Für Unternehmen relevante Regelungen in Bezug auf Nachhaltigkeit spielen in vielen Parteiprogrammen zur Europawahl eine große Rolle. Klimapolitik, Energie, Kreislaufwirtschaft, Ressourcenverbrauch, Biodiversität, Nachhaltigkeitsberichterstattung, Sustainable Finance, Menschenrechte bis in die Lieferkette und öffentliches Vergaberecht – das sind die Hauptaspekte, die politische Parteien dabei fokussieren.

Klimapolitik und Green Deal

Der „Green Deal“ gilt als ambitioniertes europäisches Konzept für ökologische Nachhaltigkeit. Bis 2050 soll die Europäischen Union die Netto-Emissionen von Treibhausgasen auf null reduzieren. Dazu gehört eine Reihe von Gesetzen und Maßnahmen, wie etwa das „Fit for 55“-Paket, mit dem die EU bis 2030 mindestens 55 Prozent ihrer Emissionen im Vergleich zu 1990 einsparen will. Die pro-europäischen Fraktionen haben bisher den Green Deal größtenteils mitgetragen. Doch zuletzt stand der Zusammenhalt auf der Kippe. Auch in den Wahlprogrammen üben einige Parteien an der Ausrichtung Kritik und setzen sich für eine neue Stoßrichtung ein.

So will etwa die CDU/CSU den Green Deal im Sinne größerer Wirtschaftsfreundlichkeit weiterentwickeln. Das heißt für die Partei vor allem Bürokratieabbau. Ziel ist es, ein „1 in, 2 out“-Prinzip durchzusetzen: für jede neue Regelung sollen zwei alte abgeschafft werden. Die CDU/CSU hat außerdem vor, Umweltrichtlinien für Infrastrukturprojekte zu überprüfen und das Verbandsklagerecht abzuschaffen. Nach dem gleichen Muster fordert die FDP einen „Bureaucracy Reduction Act“. Jedes Gesetzgebungsverfahren soll künftig einen KMU-Test durchlaufen, der die potentiellen Auswirkungen auf kleine und mittlere Unternehmen (KMU) kritisch durchleuchtet.

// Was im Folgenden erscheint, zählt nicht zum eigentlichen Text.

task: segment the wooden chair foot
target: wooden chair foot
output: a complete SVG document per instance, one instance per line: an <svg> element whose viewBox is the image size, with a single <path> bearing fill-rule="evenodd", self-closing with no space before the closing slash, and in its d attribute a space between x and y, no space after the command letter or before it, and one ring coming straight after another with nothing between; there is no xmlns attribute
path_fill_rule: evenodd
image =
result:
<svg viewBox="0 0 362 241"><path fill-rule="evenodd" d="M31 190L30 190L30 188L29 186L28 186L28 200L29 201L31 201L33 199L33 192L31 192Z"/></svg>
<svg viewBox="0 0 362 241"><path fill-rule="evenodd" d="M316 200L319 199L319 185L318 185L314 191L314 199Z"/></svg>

Die SPD und die Grünen stehen zum Green Deal. Während die SPD vor allem zeigen will, dass Industrie, Klimaschutz und sozialer Fortschritt zusammengehen, fokussieren die Grünen die klimaneutrale Modernisierung der Wirtschaft und Infrastruktur – etwa mit einem europäischen Programm zur Dekarbonisierung der Industrie, das Unternehmen fördern soll, die klimaneutral umrüsten. Auch die Grünen setzen sich für angemessene Ausnahmen und Übergangsfristen für KMU bei neuen Gesetzen ein und versprechen, bei der Umstellung zu unterstützen.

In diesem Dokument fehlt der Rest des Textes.